The monthslong question over whether Dish Network customers would get to keep watching “Dora the Explorer” and “The Daily Show With Trevor Noah” has finally ended. The Englewood, Colorado, satellite company has reached a multiyear carriage agreement with Viacom Inc. that will keep 18 Viacom networks — including Comedy Central, MTV and Nickelodeon — on Dish for the foreseeable future.

Details about the carriage fees Dish will pay, or how many years, exactly, this deal is for, weren't disclosed. However, the new deal will put Viacom's networks on Dish's Sling TV service, which gives users the ability to stream live TV over the internet. A caveat: It's possible Comedy Central and other Viacom networks would be treated as add-ons for Sling, rather than being included in the basic $20-a-month package.

"Today's agreement ensures Viacom's number one family of networks will continue to be available to our millions of fans on DISH and underscores the value of our programming across platforms," Philippe Dauman, Viacom's CEO and executive chairman, said in a statement.

Dish reported quarterly earnings on Wednesday, revealing a loss of 23,000 TV subscribers from January through March 2016. Yet that still leaves Dish with 13.87 million TV customers; losing all those homes could have been catastrophic for Viacom, which is beginning to see the abatement of a two-year ratings bloodbath at some of its networks.

The renewal comes at a fortuitous time for Viacom: Several of its networks, like BET and MTV, are this week giving their yearly "upfront" presentations to advertisers, attempting to get them to pledge massive amounts of money for spots in the upcoming year. Those advertisers might have blanched a little at the knowledge that their commercials were definitively not going to be seen in nearly 14 million homes.

Viacom will also be releasing its own first-quarter results on April 28. On Tuesday, as the deadline for the talks — and the risk of a blackout — loomed, Viacom stock plummeted nearly 10 percent.

In reaction to the good news on Thursday morning, shares of Viacom were up nearly 10 percent from the previous close.

Dish CEO Charlie Ergen, a veteran hand at poker, had made it clear on an investor call Wednesday that he was prepared to call Viacom's bluff: "We're prepared to move on, as Suddenlink and others have done, without the content."

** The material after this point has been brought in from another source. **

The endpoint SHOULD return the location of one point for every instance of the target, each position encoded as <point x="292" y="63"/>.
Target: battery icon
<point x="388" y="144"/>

He continued: "We try to protect our customers from two things: One, a needless price increase. And, two, paying for a product that they are viewing other places." Because Viacom's programming was available on other video streaming services, Ergen said he felt it unfair for Viacom to attempt to wring more money from a less valuable product.

These types of carriage battles are increasing in frequency as programmers look to replace lost ad revenue with fees from pay TV companies, and as pay TV companies are trying to avoid doing anything that might increase the rate of cord-cutting/shaving among their customer base (like passing on increased fees via higher prices).

And Dish isn't afraid to go to the mat. Viacom was just the latest in a string of high-profile spats between the satellite provider and cable networks like Fox News, CNN and AMC. "In general, Viacom is not alone in this," Ergen said Wednesday. "Viewership for linear cable TV channels is down."